Anonymous Anonymous said...

"First, the Dems went into conference committee deliberations with a much stronger hand than the GOP. The Assembly budget took a whooping in the press not only because of its positions, but also because of how drastically it differed from the budget that came out of the JFC."

What a ridiculous statement. The Dems do have a stronger hand, but that is based on the fact that they have the East Wing as well.

There are maybe 50 people in the enitre state that would look at the difference between the Assembly budget and the JFC product. Maybe 10% of the entire population knows what JFC even is and most of them are union menbers.

The people know that the Assembly did not raise taxes and the Dems blew the roof off taxes. After claimed he wouldn't raise taxes - the perception is that he misled the public.

ALso, the idea that the Assembly budget took on water in the media must not have made its way to John Q public considering the Wispolitics poll that put support for Healthy Wisconsin at 36%.

That stinky pig has Assembly Dems running for the hills.
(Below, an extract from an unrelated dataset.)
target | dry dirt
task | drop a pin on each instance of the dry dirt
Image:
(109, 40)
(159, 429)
They purposely did not bring it up on the floor of the Assembly knowing what a disaster it is.

August 09, 2007  
Blogger Seth Zlotocha said...

To say the Dem control the governor's office gives them a clear advantage in conference committee deliberations is what's ridiculous. Doyle will get his opportunity to veto the budget up and down, but he's had that same ability the last two budgets when the GOP controlled the entire legislature. The fact that Huebsch is going out of his way to stress what's been accomplished so far suggests he's concerned about the public reaction to an impasse, and why else would he be concerned about that unless he felt the impasse would be pegged on the GOP?
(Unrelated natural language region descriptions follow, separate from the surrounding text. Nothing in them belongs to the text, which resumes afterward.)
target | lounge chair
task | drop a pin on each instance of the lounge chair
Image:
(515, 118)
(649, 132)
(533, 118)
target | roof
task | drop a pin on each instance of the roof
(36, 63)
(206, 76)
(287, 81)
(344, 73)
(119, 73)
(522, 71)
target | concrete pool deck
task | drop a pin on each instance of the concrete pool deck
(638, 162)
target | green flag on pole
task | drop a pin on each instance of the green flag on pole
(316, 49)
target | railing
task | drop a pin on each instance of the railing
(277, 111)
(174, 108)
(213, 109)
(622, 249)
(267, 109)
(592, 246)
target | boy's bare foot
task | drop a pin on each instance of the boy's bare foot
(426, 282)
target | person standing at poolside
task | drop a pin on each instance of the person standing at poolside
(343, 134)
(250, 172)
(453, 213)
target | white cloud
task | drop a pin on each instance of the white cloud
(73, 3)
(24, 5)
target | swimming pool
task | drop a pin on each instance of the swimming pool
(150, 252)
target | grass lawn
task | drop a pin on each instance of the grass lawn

Meanwhile, the Dems are openly telling the press (see the end of the article) that next to nothing significant has been accomplished so far in deliberations, which says they don't fear a public backlash over an impasse.

August 09, 2007  
Anonymous Anonymous said...

Nothing has ever been accomplished AT the conference table. That is where you go after things have been worked out to announce settlements.
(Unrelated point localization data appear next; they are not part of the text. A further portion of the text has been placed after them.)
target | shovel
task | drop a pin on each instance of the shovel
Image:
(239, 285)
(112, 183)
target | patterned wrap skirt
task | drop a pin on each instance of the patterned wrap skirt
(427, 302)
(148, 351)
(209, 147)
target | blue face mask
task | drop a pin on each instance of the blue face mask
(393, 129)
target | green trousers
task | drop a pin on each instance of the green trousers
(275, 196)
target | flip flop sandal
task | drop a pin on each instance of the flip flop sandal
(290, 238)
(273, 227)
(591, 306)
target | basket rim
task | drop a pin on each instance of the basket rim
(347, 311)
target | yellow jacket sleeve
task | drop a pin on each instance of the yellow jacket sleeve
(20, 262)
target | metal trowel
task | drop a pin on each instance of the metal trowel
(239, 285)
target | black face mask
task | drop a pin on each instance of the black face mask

This silly game of making speeches at the table is being requested by one side - the dems.

Huebsch's base would be thrilled with no budget - so why would he feel the need to posture on making it look like things are done?

The Dems are stalling so they can save face on withdrawing the Healthy Wisconsin disaster. The governor and the Assembly Dems don't want this pig around any longer. Even some Senate Dems are peeling off. Someone just needs to clue Judy in on the fact that their stunt for health care has failed miserably...

August 09, 2007  
Blogger Seth Zlotocha said...

Huebsch's base would be thrilled with no budget - so why would he feel the need to posture on making it look like things are done?

Did you even read my post, Anon? As I explained, the GOP is concerned with two constituencies -- its base and the public at large. One of the major points that hit the headlines with the Assembly budget was that it could cause an impasse (see here and here for two examples). Whether or not you want to believe that the Assembly budget is actually to blame for a potential impasse, that's the view of the public at large, and Huebsch desperately trying to give the impression of progress is evidence of that. At the same time, Huebsch & Co. are trying to appease the base by sticking to their guns on a no-tax increase budget as long as possible. As I argue in the post, it's a tightrope walk.

And what's your point about nothing being accomplished AT the conference table? How is it pertinent to our discussion whether the actual conference committee decisions take place at a physical conference table or behind closed doors over the course of the deliberations?

And the Dems didn't invent making "speeches" at the conference committee table. If press is around, politicians will grandstand. That's true just about anywhere you go. And the press has always covered the conference committee deliberations.

BTW, I couldn't find that WisPolitics poll on Healthy WI that you mentioned. Could you leave a link for it?